Hey guy I have been having an argument with my father about this issue for a few months now. We have finished the basement of the house and made a part of it for a HTroom. We want to put curtains up behind the tv and on the side where the stairs is located (look at the pictures to see what I mean), the curtain would run wall to wall. The question is what color should we pick for the curtain? Should it been dark, something close to the color of the couch? Or should it be a color that is similar to the color that we have on the wall, so we don't have to many colors? My fear is that we will have to many colors look at when the curtain is closed up. Thank you.

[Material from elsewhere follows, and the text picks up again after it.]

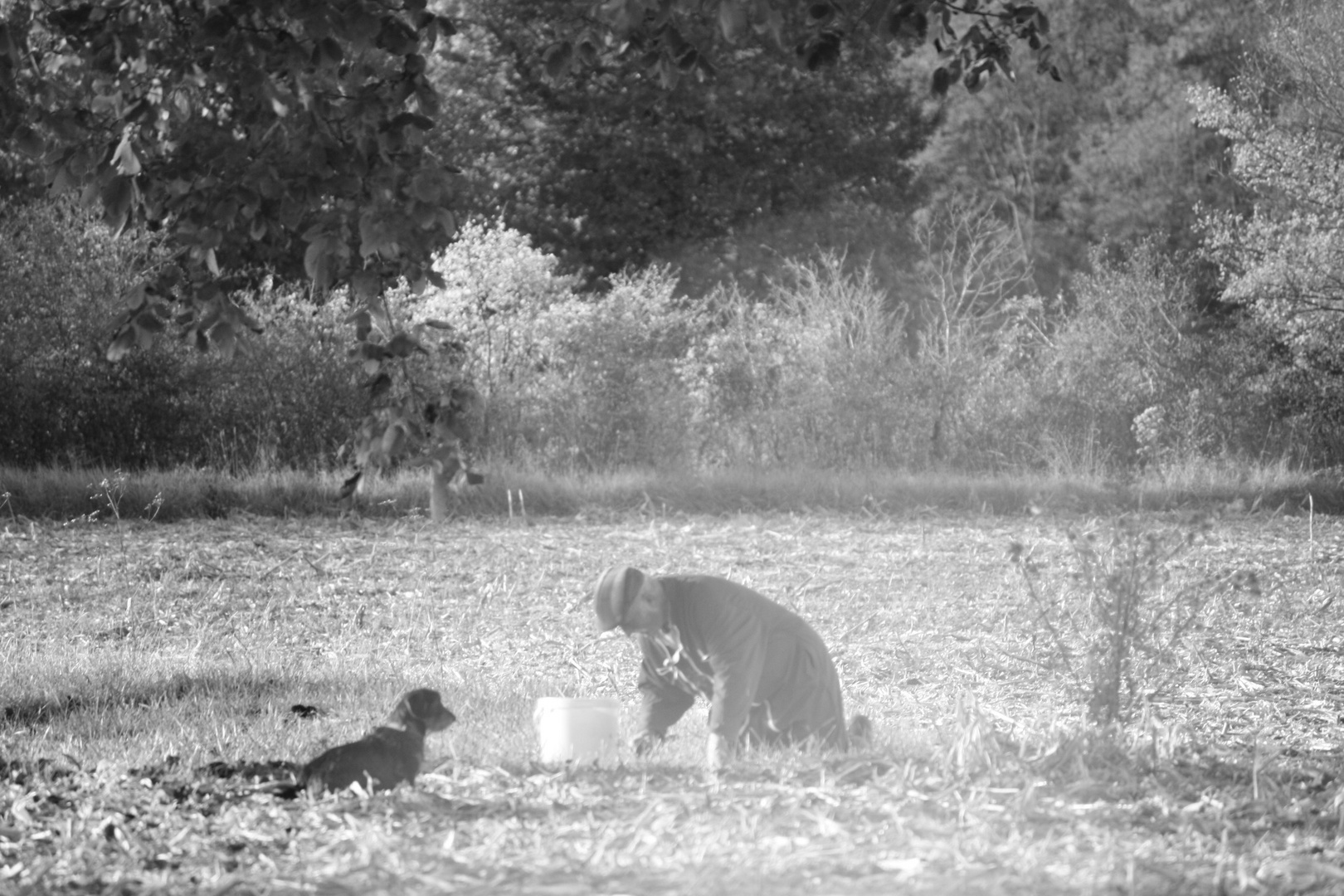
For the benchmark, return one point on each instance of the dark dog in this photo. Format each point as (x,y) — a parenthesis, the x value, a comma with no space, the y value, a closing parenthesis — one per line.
(388,754)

I am sorry I could not load all the pics up, but I got one up with the color of the wall, and you can see the color of the couch also. The curtain would go behind the tv and on the left side of the picture, you can not see it in the picture. thank you again.


----------



## tonyvdb (Sep 5, 2007)

Ideally you want the front wall to be dark not necessarily black but dark enough that you get good contrast between the display and the walls. A light color will increase eye strain and reduces the enjoyment of a large picture.


----------



## glaufman (Nov 25, 2007)

+1. Dark is good, doesn't necessarily have to be black. Neutral gray is good too. "near neutral" is often considered good enough. The color of what surrounds your display will affect your perception of the color the display is, well, displaying...


----------



## Prof. (Oct 20, 2006)

A dark grey is ideal, inasmuch it will give you the darkened front wall that's needed, plus it goes with any other colours in the room....


----------



## anolasc1 (Oct 4, 2009)

Thank you guys. So a gray would be good for behind the tv and for the side also right? Also, what does a "neutral gray" mean.


----------



## Prof. (Oct 20, 2006)

The term "neutral grey" is generally used in connection with screen materials and paint..
It just means that there is no particular push with any RGB colours, which maintains a balanced spectrum..

In the case of curtaining, it's not so important..


----------



## anolasc1 (Oct 4, 2009)

thank you for the help guys. I think im going with the grey.


----------